Le moine s’empara d’un parchemin redige en caracteres tibetains qu’il deroula d’une main tremblante avant de reciter :

Au risque de dechainer dans le dharma

Un monde de mal et de souffrance,

Faisant jaillir l’obscurite de l’obscurite,

A jamais l’Agozyen restera en penitence

— Le mot dharma fait-il reference aux enseignements du Bouddha ? demanda Pendergast.

— Dans un tel contexte, il s’agit d’une notion infiniment plus large, celle de la terre tout entiere.

— Voila qui est pour le moins inquietant.

— Le texte est tout aussi enigmatique dans sa langue originale, mais les termes laissent peu de place au doute. Il s’agit d’un avertissement terrible, monsieur Pendergast. Terrible.

Pendergast resta plonge quelques instants dans ses pensees.
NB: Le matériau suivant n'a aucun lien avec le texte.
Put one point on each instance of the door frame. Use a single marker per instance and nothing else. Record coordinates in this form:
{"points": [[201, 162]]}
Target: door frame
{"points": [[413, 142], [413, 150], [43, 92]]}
— Comment un etranger a-t-il pu etre au courant de l’existence et de la valeur d’un tel objet ? Il y a longtemps, j’ai passe moi-meme un an dans ce lieu sans jamais en entendre parler.

— C’est bien le plus mysterieux. Jamais l’un de nos moines n’y aura fait allusion. L’Agozyen nous plonge tous dans la plus grande crainte et nous n’en parlons jamais, meme entre nous.

— Cet Ambrose avait des millions de dollars a portee de main avec toutes les pierres qui se trouvent ici. N’importe quel voleur se serait empare en priorite de l’or et des bijoux.

— Il faut croire qu’il ne s’agissait pas d’un voleur ordinaire, conclut le moine. L’or, les pierres ne sont que des tresors terrestres, ephemeres. L’Agozyen, a l’inverse…

— Oui ? insista Pendergast.

Le vieux moine se contenta d’ecarter les mains en posant sur Pendergast un regard anxieux.